Pour Mahwish Bhatti, choisir un laboratoire privé pour se faire vacciner contre le coronavirus était un dernier recours.
« J’étais désespéré. J’ai paniqué », a déclaré par téléphone le jeune homme de 35 ans de Lahore, au Pakistan. «Ma mère attendait toujours sa deuxième dose de vaccin, alors j’ai pensé que mon tour ne viendrait jamais. Je me suis dit que j’achèterais simplement tout vaccin disponible.
Bhatti, qui a récemment perdu son emploi, a dû payer plus de 12000 roupies (78 $; 56 £) à un laboratoire privé à partir de ses économies personnelles pour obtenir le spoutnik V de fabrication russe. Elle ajoute en riant: « J’ai reçu une dose de vaccins, mais aussi une dose dans mon portefeuille. »
Mais la décision peut encore s’avérer être l’une des meilleures qu’elle ait jamais prises. Bhatti fait maintenant partie des moins de 2% du pays à recevoir une dose à ce jour – capable d’éviter la longue file en payant un prix hors de portée pour de nombreux Pakistanais.
Et maintenant, les cas sont à la hausse, atteignant des sommets records cette semaine. Les bûchers funéraires qui brûlent juste de l’autre côté de la frontière en Inde sont un rappel brutal de la rapidité avec laquelle les choses peuvent dégénérer en ce qui concerne Covid.
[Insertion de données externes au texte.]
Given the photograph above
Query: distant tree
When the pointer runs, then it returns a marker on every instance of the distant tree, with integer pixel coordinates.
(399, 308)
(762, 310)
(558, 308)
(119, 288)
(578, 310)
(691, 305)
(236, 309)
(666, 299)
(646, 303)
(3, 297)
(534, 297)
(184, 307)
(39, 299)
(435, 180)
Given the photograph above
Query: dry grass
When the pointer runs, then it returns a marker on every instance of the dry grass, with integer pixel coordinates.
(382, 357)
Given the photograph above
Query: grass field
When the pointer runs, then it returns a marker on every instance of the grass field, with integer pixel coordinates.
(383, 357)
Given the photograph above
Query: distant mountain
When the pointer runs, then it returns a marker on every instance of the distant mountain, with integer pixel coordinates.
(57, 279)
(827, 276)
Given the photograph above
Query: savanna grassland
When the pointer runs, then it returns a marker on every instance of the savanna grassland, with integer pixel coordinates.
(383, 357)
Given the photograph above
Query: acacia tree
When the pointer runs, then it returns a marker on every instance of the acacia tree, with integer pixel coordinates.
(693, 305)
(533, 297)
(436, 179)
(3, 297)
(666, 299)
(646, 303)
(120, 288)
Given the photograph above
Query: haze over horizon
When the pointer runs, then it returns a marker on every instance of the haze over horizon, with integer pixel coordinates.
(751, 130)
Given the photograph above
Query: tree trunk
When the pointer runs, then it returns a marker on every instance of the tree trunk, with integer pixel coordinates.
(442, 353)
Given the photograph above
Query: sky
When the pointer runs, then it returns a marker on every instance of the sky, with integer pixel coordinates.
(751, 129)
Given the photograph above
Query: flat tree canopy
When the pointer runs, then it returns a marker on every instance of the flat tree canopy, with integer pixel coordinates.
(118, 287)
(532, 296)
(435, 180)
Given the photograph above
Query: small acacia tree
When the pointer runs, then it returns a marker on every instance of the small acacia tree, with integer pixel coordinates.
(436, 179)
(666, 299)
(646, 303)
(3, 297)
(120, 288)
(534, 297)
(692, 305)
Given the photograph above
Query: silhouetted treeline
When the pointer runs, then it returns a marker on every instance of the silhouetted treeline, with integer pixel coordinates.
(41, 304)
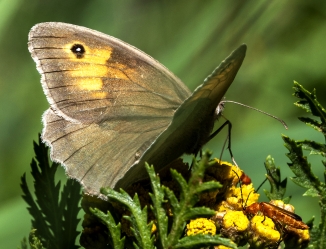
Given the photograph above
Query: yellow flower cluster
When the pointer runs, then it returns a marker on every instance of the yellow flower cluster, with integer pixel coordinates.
(201, 226)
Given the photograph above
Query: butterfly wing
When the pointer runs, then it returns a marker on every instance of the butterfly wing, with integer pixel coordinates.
(194, 119)
(108, 101)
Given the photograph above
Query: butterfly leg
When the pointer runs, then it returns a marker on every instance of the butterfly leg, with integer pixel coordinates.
(229, 124)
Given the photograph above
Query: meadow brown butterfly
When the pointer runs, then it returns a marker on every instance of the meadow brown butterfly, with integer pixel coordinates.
(113, 107)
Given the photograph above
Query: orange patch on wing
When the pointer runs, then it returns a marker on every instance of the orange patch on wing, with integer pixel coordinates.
(94, 64)
(90, 84)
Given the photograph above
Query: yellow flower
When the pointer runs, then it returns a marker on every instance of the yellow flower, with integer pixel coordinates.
(236, 198)
(201, 226)
(265, 228)
(235, 219)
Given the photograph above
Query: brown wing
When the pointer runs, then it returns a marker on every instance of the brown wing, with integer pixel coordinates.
(193, 121)
(109, 101)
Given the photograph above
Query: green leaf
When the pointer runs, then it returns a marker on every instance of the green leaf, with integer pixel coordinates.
(308, 102)
(278, 187)
(158, 199)
(138, 217)
(301, 168)
(203, 240)
(34, 241)
(55, 220)
(314, 147)
(115, 229)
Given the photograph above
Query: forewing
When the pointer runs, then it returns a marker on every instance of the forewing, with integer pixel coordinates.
(109, 79)
(108, 103)
(193, 120)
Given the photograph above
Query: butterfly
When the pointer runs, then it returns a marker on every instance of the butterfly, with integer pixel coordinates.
(113, 107)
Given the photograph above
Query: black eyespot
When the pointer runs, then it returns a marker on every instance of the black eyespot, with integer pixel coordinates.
(78, 50)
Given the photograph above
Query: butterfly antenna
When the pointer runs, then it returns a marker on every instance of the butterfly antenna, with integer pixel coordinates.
(260, 185)
(243, 207)
(253, 108)
(228, 139)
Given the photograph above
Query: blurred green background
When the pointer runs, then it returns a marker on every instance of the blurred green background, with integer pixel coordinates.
(285, 39)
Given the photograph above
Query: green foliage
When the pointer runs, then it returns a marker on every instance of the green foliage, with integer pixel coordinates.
(54, 213)
(300, 166)
(278, 186)
(170, 232)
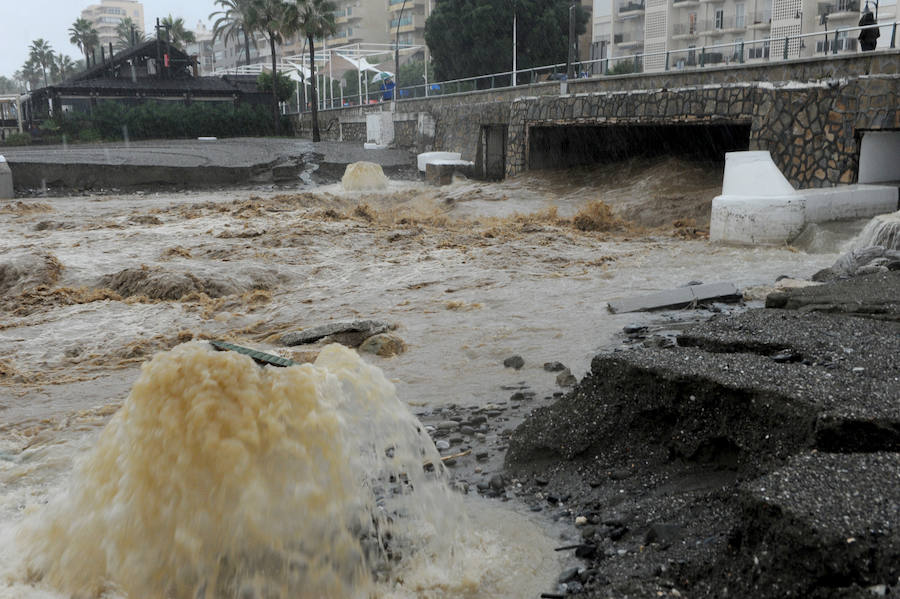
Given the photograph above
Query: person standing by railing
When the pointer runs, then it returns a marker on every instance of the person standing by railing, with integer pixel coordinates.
(868, 38)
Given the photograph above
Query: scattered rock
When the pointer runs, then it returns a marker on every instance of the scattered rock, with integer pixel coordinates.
(566, 378)
(384, 345)
(514, 362)
(362, 329)
(568, 575)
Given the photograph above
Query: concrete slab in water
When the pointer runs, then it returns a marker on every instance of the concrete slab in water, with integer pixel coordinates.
(6, 187)
(676, 298)
(187, 163)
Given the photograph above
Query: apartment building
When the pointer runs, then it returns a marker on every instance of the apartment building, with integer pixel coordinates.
(107, 15)
(359, 21)
(672, 34)
(408, 28)
(203, 49)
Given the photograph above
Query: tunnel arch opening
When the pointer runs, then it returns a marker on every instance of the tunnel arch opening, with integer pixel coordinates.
(564, 146)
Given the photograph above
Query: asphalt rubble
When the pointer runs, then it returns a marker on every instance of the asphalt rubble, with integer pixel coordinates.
(757, 455)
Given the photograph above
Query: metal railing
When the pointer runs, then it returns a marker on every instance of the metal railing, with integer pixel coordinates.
(770, 49)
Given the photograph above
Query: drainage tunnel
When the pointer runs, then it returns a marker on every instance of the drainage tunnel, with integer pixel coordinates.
(566, 146)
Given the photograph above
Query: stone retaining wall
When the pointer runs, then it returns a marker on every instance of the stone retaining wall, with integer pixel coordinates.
(808, 113)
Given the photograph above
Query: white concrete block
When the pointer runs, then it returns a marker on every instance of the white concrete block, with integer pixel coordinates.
(879, 157)
(847, 202)
(424, 158)
(753, 174)
(380, 128)
(759, 207)
(6, 187)
(756, 221)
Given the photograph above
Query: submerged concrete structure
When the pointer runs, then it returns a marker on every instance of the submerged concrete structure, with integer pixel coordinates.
(759, 207)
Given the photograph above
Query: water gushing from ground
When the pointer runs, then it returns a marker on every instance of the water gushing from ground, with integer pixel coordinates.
(219, 478)
(471, 273)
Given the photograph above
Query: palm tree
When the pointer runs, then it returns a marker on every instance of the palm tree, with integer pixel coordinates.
(269, 18)
(42, 55)
(128, 34)
(314, 19)
(83, 35)
(234, 22)
(177, 34)
(63, 67)
(29, 75)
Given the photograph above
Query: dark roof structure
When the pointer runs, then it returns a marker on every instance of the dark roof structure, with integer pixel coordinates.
(152, 50)
(152, 70)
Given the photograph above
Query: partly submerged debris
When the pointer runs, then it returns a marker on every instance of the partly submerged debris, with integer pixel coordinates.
(683, 297)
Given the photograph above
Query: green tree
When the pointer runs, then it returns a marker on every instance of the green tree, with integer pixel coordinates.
(129, 34)
(474, 37)
(285, 85)
(269, 18)
(63, 67)
(83, 35)
(315, 20)
(29, 75)
(233, 23)
(41, 54)
(9, 86)
(175, 33)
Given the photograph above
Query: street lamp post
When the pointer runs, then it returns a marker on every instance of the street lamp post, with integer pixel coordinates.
(569, 57)
(397, 53)
(514, 45)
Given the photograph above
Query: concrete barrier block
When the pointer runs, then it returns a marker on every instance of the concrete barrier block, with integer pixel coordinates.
(757, 221)
(380, 129)
(440, 172)
(424, 158)
(6, 186)
(848, 202)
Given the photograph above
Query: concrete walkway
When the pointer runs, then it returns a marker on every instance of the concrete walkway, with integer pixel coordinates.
(190, 163)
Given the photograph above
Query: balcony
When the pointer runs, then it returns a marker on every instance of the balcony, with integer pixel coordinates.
(840, 9)
(407, 24)
(628, 40)
(712, 27)
(631, 7)
(832, 46)
(684, 30)
(396, 5)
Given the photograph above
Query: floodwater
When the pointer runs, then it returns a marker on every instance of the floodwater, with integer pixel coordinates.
(92, 287)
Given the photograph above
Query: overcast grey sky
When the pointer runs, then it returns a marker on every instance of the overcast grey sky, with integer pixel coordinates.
(22, 22)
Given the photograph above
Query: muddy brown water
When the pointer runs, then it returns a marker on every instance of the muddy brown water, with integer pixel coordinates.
(471, 274)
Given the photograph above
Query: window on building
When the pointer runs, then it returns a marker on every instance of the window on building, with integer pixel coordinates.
(738, 54)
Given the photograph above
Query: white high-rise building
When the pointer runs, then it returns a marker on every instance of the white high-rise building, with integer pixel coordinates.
(673, 34)
(107, 15)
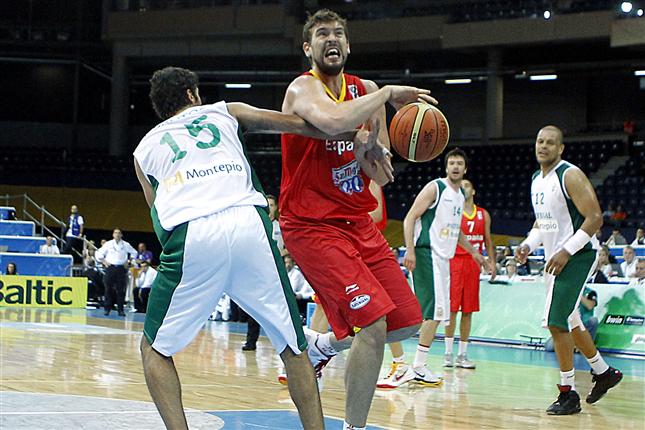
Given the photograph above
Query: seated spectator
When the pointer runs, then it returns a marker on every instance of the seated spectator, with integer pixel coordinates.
(628, 267)
(11, 269)
(588, 302)
(616, 238)
(143, 254)
(301, 287)
(49, 247)
(609, 212)
(604, 265)
(144, 282)
(619, 216)
(639, 279)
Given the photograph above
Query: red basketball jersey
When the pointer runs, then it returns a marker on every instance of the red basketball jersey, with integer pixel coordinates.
(321, 179)
(474, 228)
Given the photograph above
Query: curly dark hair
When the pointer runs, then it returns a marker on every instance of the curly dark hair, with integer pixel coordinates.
(168, 90)
(321, 16)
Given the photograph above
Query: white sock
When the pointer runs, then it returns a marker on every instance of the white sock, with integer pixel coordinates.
(598, 365)
(400, 359)
(568, 378)
(463, 346)
(449, 342)
(420, 356)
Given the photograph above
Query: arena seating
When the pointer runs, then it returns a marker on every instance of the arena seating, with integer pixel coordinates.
(19, 245)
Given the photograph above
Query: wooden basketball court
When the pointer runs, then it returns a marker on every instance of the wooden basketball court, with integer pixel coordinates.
(68, 369)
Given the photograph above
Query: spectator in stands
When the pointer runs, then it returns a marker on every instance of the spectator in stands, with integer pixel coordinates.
(299, 284)
(74, 235)
(143, 254)
(144, 282)
(628, 267)
(49, 247)
(94, 272)
(639, 279)
(609, 212)
(11, 269)
(616, 238)
(273, 216)
(115, 255)
(604, 265)
(619, 216)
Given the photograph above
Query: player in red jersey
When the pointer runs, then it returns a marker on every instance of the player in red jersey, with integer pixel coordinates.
(464, 276)
(324, 206)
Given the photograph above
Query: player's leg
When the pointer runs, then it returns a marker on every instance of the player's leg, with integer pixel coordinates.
(470, 304)
(352, 298)
(432, 287)
(363, 365)
(164, 386)
(456, 296)
(561, 315)
(185, 291)
(273, 305)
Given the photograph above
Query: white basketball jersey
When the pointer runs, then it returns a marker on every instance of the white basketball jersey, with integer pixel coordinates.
(556, 215)
(196, 163)
(439, 227)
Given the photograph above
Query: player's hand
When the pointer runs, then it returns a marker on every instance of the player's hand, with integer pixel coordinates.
(555, 265)
(480, 260)
(410, 259)
(492, 268)
(401, 95)
(521, 253)
(373, 157)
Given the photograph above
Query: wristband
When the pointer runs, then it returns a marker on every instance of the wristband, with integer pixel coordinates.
(576, 242)
(533, 240)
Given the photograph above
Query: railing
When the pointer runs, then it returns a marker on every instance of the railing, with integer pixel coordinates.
(27, 209)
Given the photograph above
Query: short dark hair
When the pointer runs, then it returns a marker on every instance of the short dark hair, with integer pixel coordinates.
(319, 17)
(455, 152)
(168, 90)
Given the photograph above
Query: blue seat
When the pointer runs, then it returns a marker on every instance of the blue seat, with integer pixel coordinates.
(17, 228)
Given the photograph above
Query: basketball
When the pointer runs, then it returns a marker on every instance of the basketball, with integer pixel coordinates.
(419, 132)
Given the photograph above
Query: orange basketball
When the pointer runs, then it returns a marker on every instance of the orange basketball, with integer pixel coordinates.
(419, 132)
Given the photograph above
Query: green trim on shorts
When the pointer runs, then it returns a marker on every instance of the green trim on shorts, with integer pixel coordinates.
(284, 279)
(169, 274)
(568, 285)
(423, 276)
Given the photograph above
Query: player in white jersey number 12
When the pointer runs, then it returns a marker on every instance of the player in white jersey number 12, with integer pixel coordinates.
(567, 215)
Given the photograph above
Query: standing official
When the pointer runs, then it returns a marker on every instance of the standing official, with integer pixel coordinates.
(114, 255)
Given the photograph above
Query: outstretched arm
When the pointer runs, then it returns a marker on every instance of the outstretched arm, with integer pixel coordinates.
(306, 98)
(256, 120)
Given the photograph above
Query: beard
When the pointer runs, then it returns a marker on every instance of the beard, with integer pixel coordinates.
(330, 70)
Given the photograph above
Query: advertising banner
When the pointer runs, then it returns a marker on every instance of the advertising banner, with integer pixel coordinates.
(43, 291)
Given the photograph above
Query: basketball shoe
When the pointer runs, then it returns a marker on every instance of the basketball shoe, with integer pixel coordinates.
(602, 383)
(568, 402)
(399, 374)
(424, 376)
(464, 362)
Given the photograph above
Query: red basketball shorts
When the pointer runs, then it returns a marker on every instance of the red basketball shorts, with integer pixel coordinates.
(353, 272)
(464, 284)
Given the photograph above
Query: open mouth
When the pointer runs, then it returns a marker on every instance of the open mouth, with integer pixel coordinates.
(332, 53)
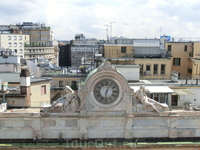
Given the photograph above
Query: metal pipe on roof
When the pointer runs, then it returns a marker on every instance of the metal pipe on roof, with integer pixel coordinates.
(4, 97)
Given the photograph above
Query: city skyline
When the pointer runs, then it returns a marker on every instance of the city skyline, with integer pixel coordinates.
(131, 19)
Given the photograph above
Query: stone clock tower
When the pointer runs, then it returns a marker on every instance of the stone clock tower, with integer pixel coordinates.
(106, 94)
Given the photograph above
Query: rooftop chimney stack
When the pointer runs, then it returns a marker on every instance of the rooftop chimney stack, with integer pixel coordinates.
(25, 84)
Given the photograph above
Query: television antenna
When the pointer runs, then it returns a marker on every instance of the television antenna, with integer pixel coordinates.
(111, 29)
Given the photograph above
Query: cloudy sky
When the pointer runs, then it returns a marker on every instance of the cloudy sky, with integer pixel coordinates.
(129, 18)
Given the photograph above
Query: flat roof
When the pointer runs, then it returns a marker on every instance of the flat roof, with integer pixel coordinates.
(15, 78)
(154, 89)
(167, 82)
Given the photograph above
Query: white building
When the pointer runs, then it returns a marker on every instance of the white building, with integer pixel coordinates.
(9, 62)
(15, 42)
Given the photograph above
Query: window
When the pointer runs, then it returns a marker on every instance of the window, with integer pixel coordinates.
(148, 67)
(61, 84)
(43, 89)
(162, 69)
(155, 69)
(123, 49)
(176, 61)
(185, 48)
(169, 48)
(141, 69)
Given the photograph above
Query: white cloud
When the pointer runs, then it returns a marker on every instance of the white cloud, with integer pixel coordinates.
(133, 19)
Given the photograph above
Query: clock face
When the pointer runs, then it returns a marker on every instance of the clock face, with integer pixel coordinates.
(106, 91)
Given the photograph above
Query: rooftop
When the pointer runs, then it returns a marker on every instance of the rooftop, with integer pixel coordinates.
(15, 78)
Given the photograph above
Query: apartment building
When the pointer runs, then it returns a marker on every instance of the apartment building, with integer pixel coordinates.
(120, 54)
(38, 52)
(149, 54)
(41, 39)
(14, 42)
(185, 57)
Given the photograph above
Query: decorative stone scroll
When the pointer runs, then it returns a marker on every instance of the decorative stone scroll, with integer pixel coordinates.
(148, 104)
(69, 102)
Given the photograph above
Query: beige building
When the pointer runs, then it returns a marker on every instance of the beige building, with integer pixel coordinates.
(37, 52)
(15, 42)
(35, 95)
(185, 59)
(181, 52)
(62, 81)
(159, 68)
(195, 60)
(120, 54)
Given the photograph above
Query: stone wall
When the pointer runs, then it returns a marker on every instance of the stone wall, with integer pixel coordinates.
(53, 126)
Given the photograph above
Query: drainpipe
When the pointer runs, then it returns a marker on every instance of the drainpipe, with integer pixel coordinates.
(4, 97)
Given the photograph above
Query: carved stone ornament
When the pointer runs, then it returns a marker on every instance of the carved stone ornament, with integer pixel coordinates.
(148, 104)
(106, 66)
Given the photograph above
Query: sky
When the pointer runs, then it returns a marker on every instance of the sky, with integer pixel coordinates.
(127, 18)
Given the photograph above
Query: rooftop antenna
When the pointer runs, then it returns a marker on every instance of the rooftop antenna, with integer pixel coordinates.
(107, 33)
(111, 29)
(160, 31)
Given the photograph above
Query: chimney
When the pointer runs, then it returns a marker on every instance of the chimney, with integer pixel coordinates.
(186, 80)
(25, 84)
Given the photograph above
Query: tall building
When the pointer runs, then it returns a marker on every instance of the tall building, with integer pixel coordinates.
(14, 42)
(150, 54)
(65, 55)
(185, 53)
(41, 43)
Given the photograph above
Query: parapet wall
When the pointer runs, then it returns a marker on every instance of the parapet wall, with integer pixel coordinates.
(73, 126)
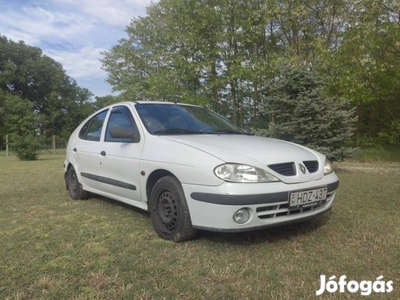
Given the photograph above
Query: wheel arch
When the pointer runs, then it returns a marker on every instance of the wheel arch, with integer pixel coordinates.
(154, 177)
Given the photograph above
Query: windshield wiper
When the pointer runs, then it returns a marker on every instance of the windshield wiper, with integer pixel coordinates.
(176, 131)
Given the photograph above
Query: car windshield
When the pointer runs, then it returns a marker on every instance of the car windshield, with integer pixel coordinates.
(167, 119)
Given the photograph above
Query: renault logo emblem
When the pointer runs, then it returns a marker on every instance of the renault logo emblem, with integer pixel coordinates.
(302, 168)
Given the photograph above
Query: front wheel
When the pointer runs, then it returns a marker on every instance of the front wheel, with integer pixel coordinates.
(169, 211)
(74, 187)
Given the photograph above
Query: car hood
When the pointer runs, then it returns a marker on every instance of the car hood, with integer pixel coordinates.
(256, 151)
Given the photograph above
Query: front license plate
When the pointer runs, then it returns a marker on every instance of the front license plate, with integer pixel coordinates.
(305, 198)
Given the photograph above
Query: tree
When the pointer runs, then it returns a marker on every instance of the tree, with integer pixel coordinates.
(55, 99)
(297, 110)
(20, 124)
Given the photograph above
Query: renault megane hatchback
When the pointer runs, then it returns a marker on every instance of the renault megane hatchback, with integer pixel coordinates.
(192, 169)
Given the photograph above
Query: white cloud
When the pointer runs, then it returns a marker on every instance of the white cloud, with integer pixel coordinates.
(72, 32)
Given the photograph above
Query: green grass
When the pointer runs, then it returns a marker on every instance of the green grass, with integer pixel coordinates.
(378, 154)
(55, 248)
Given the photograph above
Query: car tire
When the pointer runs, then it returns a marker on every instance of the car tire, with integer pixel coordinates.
(74, 187)
(169, 211)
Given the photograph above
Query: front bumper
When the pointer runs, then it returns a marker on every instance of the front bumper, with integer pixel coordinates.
(268, 204)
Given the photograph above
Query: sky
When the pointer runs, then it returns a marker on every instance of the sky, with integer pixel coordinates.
(72, 32)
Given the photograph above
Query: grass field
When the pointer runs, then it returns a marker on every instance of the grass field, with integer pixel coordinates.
(56, 248)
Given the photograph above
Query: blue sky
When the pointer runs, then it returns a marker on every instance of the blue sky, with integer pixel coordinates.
(72, 32)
Le Pakistan a déjà vu le nombre de cas actifs passer d’aussi peu que 16 000 la première semaine de mars à plus de 140 000 nouveaux cas en avril seulement, ainsi qu’à plus de 3 000 décès – ce qui en fait le pire mois depuis le début de la pandémie.
Les données officielles révèlent que la capacité de lits dans les unités de soins intensifs (USI) des principaux hôpitaux publics et privés de Lahore a atteint plus de 93% le 28 avril, tandis que certaines des grandes villes de la province la plus grande et la plus touchée, le Pendjab, voient plus 80% d’utilisation des ventilateurs et des lits avec oxygène.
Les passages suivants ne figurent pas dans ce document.